The tuba tends to get the step-child treatment, doesn’t it? Sure it’s an essential part of a marching band or orchestra, but what else can it do? Can it rock? Can it get experimental and underground enough to please the hipster crowd?
If you ever heard a Balkan brass band like Mahala Rai Banda or a New Orleans outfit like the Rebirth Brass Band, you should know very well that a tuba can rock. Harder than anything that normally gets called “rock,” in fact. When it comes to rocking out, guys like that could go toe to toe with Led Zeppelin, Van Halen, whoever you want to name.
As for experimental and underground, well… Anyone who decides to go non-traditional and do anything with solo tuba is by definition going to be underground.
I recently discovered Tom Heasley, someone who makes ambient music with a tuba – “true” ambient, the no-time-signature flowing soundscape variety. I was surprised, yet at the same time, it makes perfect sense. What better way to make long, flowing beautiful drones than with a tuba?

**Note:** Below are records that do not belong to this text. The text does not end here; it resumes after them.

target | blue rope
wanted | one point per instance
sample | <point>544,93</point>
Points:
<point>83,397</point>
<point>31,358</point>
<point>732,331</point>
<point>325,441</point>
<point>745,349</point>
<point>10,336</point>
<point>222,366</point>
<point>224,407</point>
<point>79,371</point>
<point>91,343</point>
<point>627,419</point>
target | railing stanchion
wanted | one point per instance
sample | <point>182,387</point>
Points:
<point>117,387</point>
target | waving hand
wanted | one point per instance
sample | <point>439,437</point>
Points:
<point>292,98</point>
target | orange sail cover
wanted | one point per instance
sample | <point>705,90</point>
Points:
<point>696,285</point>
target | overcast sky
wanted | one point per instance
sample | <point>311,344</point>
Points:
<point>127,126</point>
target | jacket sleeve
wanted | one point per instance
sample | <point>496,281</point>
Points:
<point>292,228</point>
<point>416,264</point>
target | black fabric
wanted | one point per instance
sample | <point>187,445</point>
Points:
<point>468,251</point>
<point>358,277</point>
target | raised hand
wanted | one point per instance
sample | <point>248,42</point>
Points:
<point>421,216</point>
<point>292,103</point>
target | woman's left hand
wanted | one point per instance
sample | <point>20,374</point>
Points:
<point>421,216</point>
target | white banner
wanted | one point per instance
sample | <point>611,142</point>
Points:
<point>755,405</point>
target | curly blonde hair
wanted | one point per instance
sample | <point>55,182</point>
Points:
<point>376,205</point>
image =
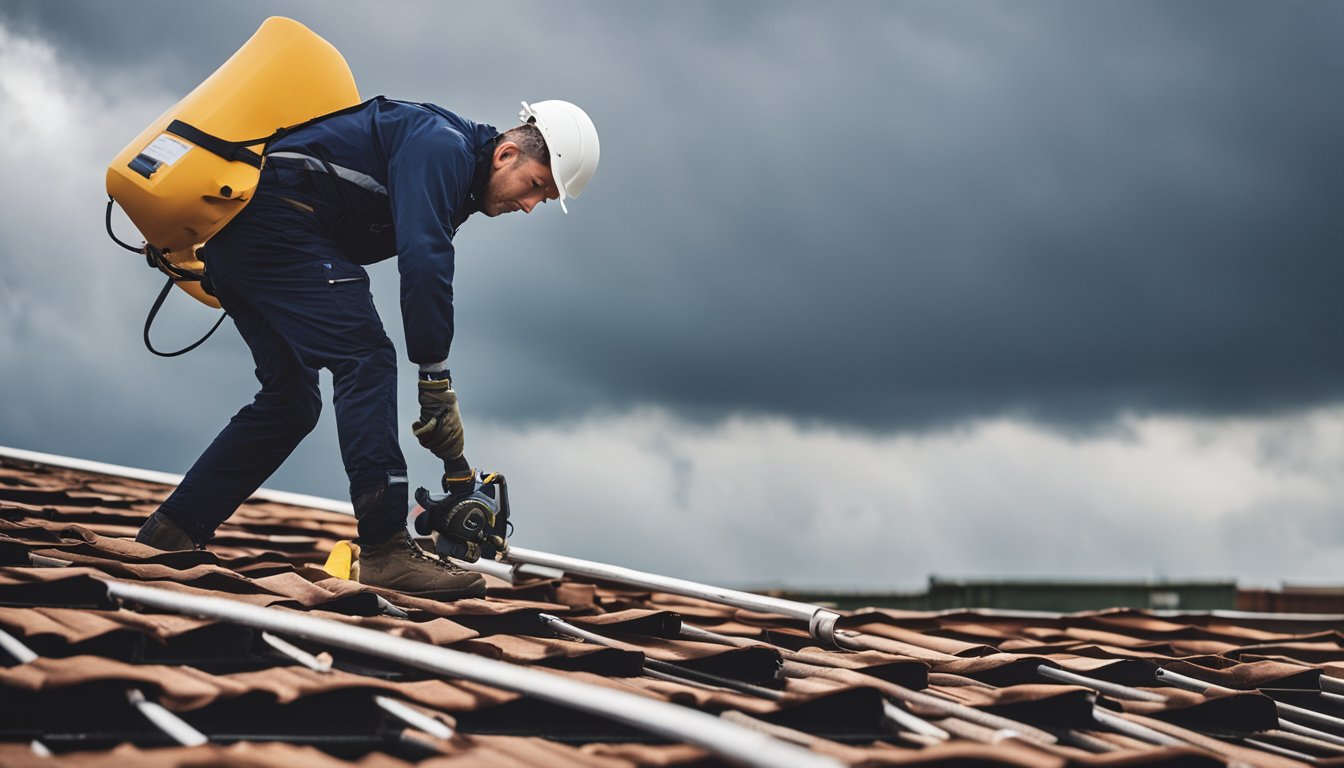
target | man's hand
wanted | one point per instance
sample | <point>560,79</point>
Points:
<point>440,424</point>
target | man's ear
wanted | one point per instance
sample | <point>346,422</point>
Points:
<point>506,154</point>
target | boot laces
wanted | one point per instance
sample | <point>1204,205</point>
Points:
<point>418,553</point>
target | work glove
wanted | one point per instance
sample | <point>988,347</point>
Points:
<point>440,424</point>
<point>440,431</point>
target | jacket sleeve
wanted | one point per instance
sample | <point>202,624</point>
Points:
<point>429,170</point>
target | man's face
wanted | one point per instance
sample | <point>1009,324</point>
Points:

Here’s a sample of what he does:
Pretty, isn’t it?
You can learn more about Tom and buy some of his music on his website, Tomheasley.com
As for tuba that’s both rockin’ and experimental… I made a post a while back about Wolff, a unique musician who uses a tuba along with loops and a special vocal technique (singing through the tuba) to create very compelling indie rock. I also shared my experience playing tuba in high school. Turned out to be one of my most popular posts.
Almost makes me want to go shopping for a tuba. I bet my neighbors would love that.